* optimal value for blksize_size
@ 2002-11-27 23:24 Alex Ryan
2002-11-28 10:21 ` Jens Axboe
0 siblings, 1 reply; 2+ messages in thread
From: Alex Ryan @ 2002-11-27 23:24 UTC (permalink / raw)
To: linux-kernel
Hello,
I am writing a Linux block driver for our RAID firmware, and I am
very confused about blksize_size.
The documentation simply says that blksize_size should be the size
of the block used by the device in bytes.
Now, for my device(hard disk), the only restriction is that calls
must be a multiple of 512 bytes(1 sector).
I thought the natural choice for blksize_size would be 512, but I
saw that if I make it as 512 then the upper layer breaks up all
calls into buffer heads , each of size 512.
I think that is bad for sequential performance, even though my
device has scatter gather capability.
And if I make blksize_size of a higher value(e.g 4K), then the
upper layer gives calls of 4k size even for 512 byte reads.
Making blksize_size greater than PAGE_SIZE results in kernel
panic.
I am really very confused about what blksize_size really means,
and what should be an optimum value to put in there.

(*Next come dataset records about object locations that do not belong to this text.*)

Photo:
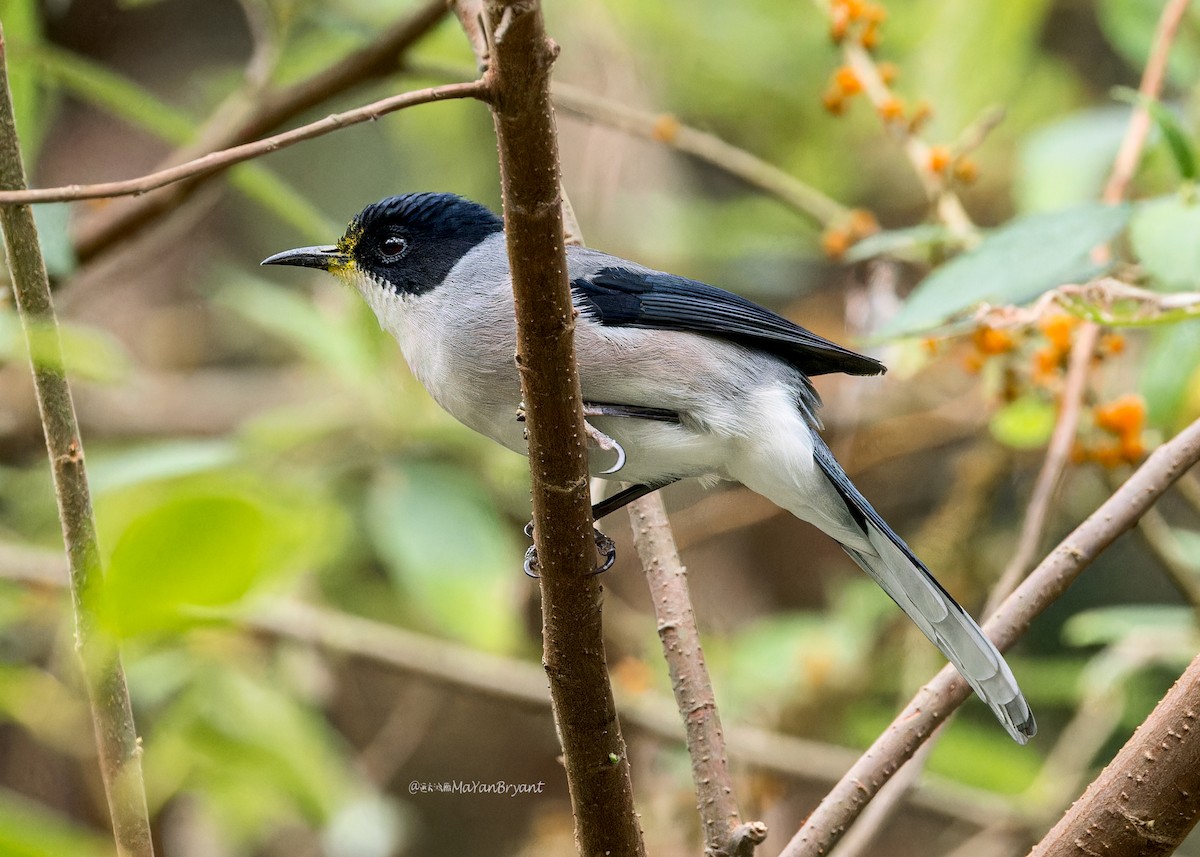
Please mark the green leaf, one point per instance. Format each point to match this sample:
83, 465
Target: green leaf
1067, 162
1169, 373
1105, 625
1026, 423
1165, 238
1177, 141
447, 550
30, 829
915, 244
195, 550
1013, 265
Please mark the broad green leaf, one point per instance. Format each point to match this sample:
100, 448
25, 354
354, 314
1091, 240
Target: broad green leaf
30, 829
1067, 162
1013, 264
1165, 237
1169, 373
1026, 423
449, 553
203, 550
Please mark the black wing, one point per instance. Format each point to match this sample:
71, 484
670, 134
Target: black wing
625, 297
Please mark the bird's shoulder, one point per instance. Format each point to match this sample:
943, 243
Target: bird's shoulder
619, 293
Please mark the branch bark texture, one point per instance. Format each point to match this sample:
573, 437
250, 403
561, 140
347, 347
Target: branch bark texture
1147, 799
593, 749
120, 756
934, 702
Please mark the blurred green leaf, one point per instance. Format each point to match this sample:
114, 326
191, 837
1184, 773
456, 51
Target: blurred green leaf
1165, 237
1107, 625
447, 550
1177, 141
1026, 423
203, 550
1129, 27
913, 244
29, 829
1169, 373
1013, 264
1067, 162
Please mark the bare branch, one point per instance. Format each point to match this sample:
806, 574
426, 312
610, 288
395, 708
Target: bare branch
573, 641
378, 59
225, 159
112, 715
947, 690
1147, 799
717, 802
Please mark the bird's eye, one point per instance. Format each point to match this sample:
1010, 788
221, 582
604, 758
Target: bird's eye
393, 246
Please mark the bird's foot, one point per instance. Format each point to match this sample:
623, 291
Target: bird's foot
604, 545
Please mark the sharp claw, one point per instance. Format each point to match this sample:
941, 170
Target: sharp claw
621, 459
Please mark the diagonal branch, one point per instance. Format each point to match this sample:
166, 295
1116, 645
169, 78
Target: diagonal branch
103, 229
219, 161
520, 59
117, 741
947, 690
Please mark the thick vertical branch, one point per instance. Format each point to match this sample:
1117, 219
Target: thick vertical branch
593, 749
1147, 799
120, 756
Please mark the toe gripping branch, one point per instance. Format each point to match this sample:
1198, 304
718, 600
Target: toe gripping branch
619, 499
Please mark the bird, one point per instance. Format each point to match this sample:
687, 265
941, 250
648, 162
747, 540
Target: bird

One more question about clustering:
All IO requests for consecutive sectors are clustered in the same
request structure, this much I understand. My question is, does
the b_data field of the corresponding bufferheads are also
sequential in the physical memory? In other words, can I satisfy a
request if I simply transfer req->nr_sectors amount of data to
req->buffer?
-Alex
^ permalink raw reply [flat|nested] 2+ messages in thread
* Re: optimal value for blksize_size
2002-11-27 23:24 optimal value for blksize_size Alex Ryan
@ 2002-11-28 10:21 ` Jens Axboe
0 siblings, 0 replies; 2+ messages in thread
From: Jens Axboe @ 2002-11-28 10:21 UTC (permalink / raw)
To: Alex Ryan; +Cc: linux-kernel
On Wed, Nov 27 2002, Alex Ryan wrote:
> Hello,
>
> I am writing a Linux block driver for our RAID firmware, and I am
> very confused about blksize_size.
>
> The documentation simply says that blksize_size should be the size
> of the block used by the device in bytes.
> Now, for my device(hard disk), the only restriction is that calls
> must be a multiple of 512 bytes(1 sector).
>
> I thought the natural choice for blksize_size would be 512, but I
> saw that if I make it as 512 then the upper layer breaks up all
> calls into buffer heads , each of size 512.
> I think that is bad for sequential performance, even though my
> device has scatter gather capability.
>
> And if I make blksize_size of a higher value(e.g 4K), then the
> upper layer gives calls of 4k size even for 512 byte reads.
>
> Making blksize_size greater than PAGE_SIZE results in kernel
> panic.
>
> I am really very confused about what blksize_size really means,
> and what should be an optimum value to put in there.
You should not put anything there, just leave room for someone else to
fill it in. It's the soft block size, and file systems typically set it
at mount time.
If 512b is the minimum request size you can do, you need to set
hardsect_size to that and trust that you wont get requests below that
size.
That's all you need to worry about.
> One more question about clustering:
> All IO requests for consecutive sectors are clustered in the same
> request structure, this much I understand. My question is, does
> the b_data field of the corresponding bufferheads are also
> sequential in the physical memory? In other words, can I satisfy a
> request if I simply transfer req->nr_sectors amount of data to
> req->buffer?
No this is very wrong. First of all, if you are setting up sg tables for
a request you never ever want to look at rq->buffer. Ever. You need to
loop through all the buffer heads attached to the request and setup an
sg entry for each of them.
A clustered request just means that it is contig on disk, not in memory.
Of course it can happen that some buffer_heads are also contig in memory
and you can coalesc these segments into one sg entry, but that all
depends on your hardware capabilities and you need to detect this
yourself.
BTW, I'm assuming a 2.4 kernel. In 2.5 this is all automated for you.